A produção é provavelmente o elemento mais forte do disco. Seashell Eyes trabalha profundidade de campo o tempo inteiro. Reverberações longas aparecem escondidas atrás das vozes, guitarras dobradas ficam quase inaudíveis em alguns trechos e os teclados muitas vezes funcionam mais como extensão harmônica do que como instrumento principal. É uma produção muito mais interessada em equilíbrio do que em impacto.

As letras também ajudam a afastar o álbum de um simples exercício retrô. Em entrevistas recentes, Birgitta Alida Hole e Pablo Tellez falaram sobre temas ligados à saúde mental, isolamento emocional e ansiedade atravessando boa parte do material do disco.

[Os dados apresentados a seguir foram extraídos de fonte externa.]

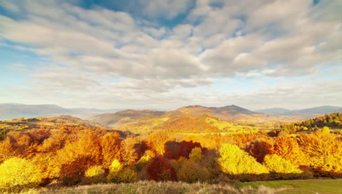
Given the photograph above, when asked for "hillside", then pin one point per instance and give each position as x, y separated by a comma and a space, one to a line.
11, 111
308, 112
113, 119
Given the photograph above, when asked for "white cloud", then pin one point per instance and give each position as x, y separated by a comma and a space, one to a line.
119, 56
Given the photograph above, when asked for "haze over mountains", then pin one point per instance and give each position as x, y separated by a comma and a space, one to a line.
111, 116
9, 111
305, 112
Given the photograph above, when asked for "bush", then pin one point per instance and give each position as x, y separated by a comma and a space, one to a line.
160, 169
278, 164
125, 175
190, 171
235, 161
19, 172
116, 166
94, 174
196, 154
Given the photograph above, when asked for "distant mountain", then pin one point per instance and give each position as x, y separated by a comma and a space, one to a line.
275, 111
231, 112
9, 111
318, 110
112, 119
308, 112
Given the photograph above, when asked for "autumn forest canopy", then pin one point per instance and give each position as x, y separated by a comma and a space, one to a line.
184, 146
171, 96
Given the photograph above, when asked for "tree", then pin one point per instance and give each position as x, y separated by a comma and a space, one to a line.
278, 164
19, 172
235, 161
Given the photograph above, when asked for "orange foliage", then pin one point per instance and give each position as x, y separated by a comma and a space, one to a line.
160, 169
110, 144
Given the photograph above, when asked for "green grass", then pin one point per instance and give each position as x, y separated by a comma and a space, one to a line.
314, 186
319, 186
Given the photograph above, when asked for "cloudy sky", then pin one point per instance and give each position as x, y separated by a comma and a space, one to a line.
162, 54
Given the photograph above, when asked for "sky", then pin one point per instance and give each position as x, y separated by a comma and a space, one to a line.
164, 54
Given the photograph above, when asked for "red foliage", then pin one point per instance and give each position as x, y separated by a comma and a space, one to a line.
259, 149
174, 150
160, 169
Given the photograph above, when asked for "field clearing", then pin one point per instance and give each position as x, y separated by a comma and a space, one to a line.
314, 186
319, 186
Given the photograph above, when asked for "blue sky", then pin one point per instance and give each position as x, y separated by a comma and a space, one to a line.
162, 54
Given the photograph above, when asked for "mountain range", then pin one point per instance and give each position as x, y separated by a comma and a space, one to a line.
308, 112
112, 117
10, 111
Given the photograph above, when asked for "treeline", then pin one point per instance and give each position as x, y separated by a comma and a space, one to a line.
333, 121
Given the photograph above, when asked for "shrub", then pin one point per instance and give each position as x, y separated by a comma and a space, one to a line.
235, 161
196, 154
125, 175
190, 171
95, 174
19, 172
160, 169
116, 166
175, 150
278, 164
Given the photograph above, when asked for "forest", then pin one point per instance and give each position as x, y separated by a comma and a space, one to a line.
64, 151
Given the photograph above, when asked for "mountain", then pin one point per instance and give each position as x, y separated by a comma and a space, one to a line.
308, 112
9, 111
275, 111
113, 119
136, 118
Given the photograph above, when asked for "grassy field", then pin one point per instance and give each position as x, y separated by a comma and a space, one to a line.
314, 186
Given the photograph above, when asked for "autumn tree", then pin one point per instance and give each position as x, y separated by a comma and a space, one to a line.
235, 161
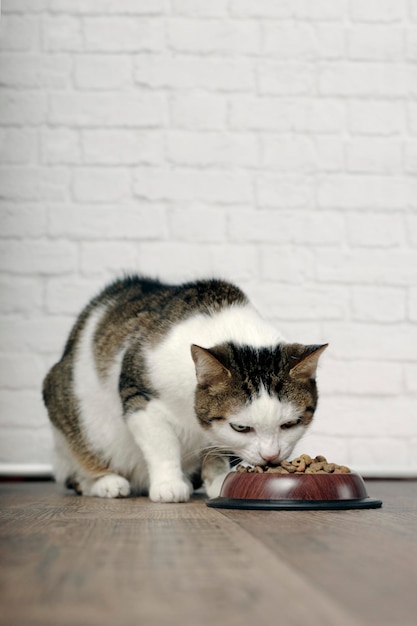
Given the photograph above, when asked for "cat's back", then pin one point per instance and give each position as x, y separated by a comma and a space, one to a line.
147, 307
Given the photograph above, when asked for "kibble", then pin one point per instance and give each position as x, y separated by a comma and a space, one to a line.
302, 464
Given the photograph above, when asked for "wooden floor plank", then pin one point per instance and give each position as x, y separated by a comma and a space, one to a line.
70, 560
366, 560
86, 561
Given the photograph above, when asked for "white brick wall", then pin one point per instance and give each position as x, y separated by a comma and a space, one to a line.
271, 142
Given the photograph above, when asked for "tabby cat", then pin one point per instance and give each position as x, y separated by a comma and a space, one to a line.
160, 384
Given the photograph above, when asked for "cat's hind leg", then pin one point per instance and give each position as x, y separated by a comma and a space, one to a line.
107, 486
82, 473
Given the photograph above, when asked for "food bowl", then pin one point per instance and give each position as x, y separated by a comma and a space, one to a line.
293, 491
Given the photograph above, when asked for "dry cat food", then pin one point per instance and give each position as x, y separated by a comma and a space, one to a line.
302, 464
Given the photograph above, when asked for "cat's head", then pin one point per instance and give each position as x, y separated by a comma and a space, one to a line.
256, 402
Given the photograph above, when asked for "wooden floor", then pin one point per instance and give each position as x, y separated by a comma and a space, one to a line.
69, 560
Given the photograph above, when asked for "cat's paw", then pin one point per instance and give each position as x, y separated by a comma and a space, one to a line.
170, 491
213, 488
110, 486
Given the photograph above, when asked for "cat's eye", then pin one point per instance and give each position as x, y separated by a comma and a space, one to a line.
239, 428
291, 424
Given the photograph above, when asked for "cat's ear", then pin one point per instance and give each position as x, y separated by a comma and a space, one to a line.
306, 367
210, 372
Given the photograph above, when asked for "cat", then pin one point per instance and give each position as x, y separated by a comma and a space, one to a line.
159, 385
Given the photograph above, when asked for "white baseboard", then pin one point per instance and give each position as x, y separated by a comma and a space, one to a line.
29, 470
40, 470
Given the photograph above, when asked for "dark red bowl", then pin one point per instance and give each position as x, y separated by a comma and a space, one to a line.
293, 491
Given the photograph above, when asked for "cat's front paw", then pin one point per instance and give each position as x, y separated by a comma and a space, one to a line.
170, 491
213, 488
109, 486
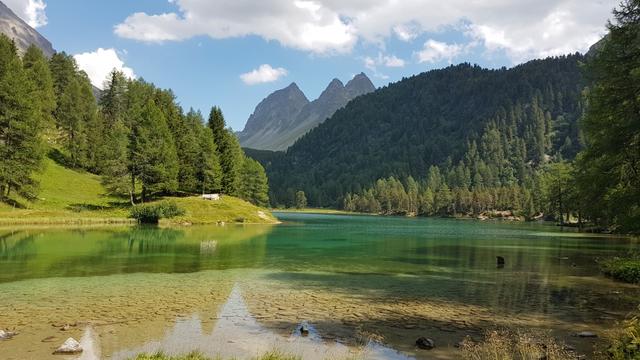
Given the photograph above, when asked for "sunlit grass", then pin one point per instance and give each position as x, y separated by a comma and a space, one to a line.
75, 197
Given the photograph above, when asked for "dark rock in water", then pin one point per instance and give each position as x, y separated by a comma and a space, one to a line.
304, 330
425, 343
586, 334
71, 346
6, 335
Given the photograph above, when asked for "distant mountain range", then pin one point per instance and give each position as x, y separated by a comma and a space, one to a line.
286, 115
21, 33
491, 127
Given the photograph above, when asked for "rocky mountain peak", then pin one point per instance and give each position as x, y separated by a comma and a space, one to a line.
359, 85
21, 33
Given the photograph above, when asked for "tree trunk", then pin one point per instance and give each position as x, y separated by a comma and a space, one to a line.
132, 190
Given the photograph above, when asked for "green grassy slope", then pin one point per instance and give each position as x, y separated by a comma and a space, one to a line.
71, 196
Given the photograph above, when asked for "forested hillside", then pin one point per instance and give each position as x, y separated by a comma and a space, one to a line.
137, 138
483, 129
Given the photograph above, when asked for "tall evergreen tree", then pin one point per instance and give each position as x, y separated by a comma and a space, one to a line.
37, 67
155, 156
231, 154
21, 146
609, 167
255, 187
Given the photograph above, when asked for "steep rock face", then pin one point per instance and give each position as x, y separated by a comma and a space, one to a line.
286, 122
272, 116
23, 34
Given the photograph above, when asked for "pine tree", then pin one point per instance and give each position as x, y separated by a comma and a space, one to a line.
230, 153
21, 124
255, 187
209, 171
38, 72
156, 158
69, 115
301, 200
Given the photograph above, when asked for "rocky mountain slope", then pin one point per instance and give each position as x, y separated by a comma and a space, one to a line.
23, 34
286, 115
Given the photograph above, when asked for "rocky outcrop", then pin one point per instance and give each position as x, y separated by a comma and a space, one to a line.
21, 33
284, 116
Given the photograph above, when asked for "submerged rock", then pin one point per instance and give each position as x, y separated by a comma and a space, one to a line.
6, 335
425, 343
71, 346
586, 334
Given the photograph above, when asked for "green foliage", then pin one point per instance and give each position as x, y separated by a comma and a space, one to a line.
273, 355
609, 168
503, 345
485, 130
255, 185
624, 343
22, 120
301, 200
152, 213
229, 151
625, 268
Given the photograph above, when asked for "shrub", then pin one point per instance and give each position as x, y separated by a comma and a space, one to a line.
625, 269
625, 341
504, 345
152, 213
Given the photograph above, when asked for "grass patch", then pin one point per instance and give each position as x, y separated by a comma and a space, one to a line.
624, 342
505, 345
152, 213
274, 355
75, 197
626, 268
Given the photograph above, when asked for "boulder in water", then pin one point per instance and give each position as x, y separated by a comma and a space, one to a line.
71, 346
425, 343
587, 334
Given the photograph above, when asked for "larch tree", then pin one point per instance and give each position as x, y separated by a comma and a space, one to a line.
21, 125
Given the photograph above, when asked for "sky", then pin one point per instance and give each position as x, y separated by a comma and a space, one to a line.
235, 53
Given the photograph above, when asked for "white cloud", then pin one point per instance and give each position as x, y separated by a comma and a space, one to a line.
434, 51
372, 63
406, 32
263, 74
98, 64
31, 11
305, 25
523, 29
393, 61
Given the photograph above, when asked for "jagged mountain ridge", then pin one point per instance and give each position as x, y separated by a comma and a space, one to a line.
21, 33
286, 115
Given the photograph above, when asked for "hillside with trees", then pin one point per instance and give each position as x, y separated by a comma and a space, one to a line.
137, 138
472, 128
555, 138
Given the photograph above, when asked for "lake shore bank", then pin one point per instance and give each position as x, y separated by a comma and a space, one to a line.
227, 210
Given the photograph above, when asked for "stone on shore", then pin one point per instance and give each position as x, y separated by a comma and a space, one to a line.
71, 346
6, 335
425, 343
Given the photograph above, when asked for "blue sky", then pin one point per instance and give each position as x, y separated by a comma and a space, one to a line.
201, 48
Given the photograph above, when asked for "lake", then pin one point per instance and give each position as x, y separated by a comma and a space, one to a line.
363, 285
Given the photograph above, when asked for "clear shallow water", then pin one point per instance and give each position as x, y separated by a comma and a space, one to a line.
351, 278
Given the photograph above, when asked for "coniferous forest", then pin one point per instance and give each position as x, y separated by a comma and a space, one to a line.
555, 138
136, 136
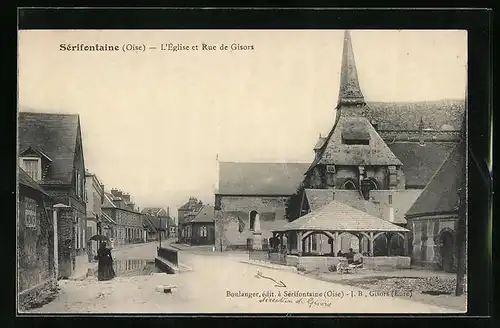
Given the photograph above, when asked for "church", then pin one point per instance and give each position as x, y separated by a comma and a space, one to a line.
378, 157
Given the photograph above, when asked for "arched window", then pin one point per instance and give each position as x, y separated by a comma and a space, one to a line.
253, 214
349, 185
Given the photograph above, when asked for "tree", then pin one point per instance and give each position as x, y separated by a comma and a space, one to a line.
294, 203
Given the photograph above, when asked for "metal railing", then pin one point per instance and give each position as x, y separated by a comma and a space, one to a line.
271, 256
169, 255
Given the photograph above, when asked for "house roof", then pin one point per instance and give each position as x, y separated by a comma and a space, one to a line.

Isso aparece principalmente no contraste entre melodias luminosas e interpretações vocais contidas, quase sempre evitando exagero dramático.

Dentro do cenário alternativo atual, Date of Birth entra numa linhagem de bandas europeias que voltaram a tratar o pop psicodélico como linguagem de composição e arranjo — não apenas como referência visual ou estética vintage. E Seashell Eyes mostra uma estreia rara justamente porque entende que densidade musical não depende de excesso. O disco trabalha detalhe, espaço e melodia com um grau de controle pouco comum em bandas surgindo agora no circuito alternativo internacional.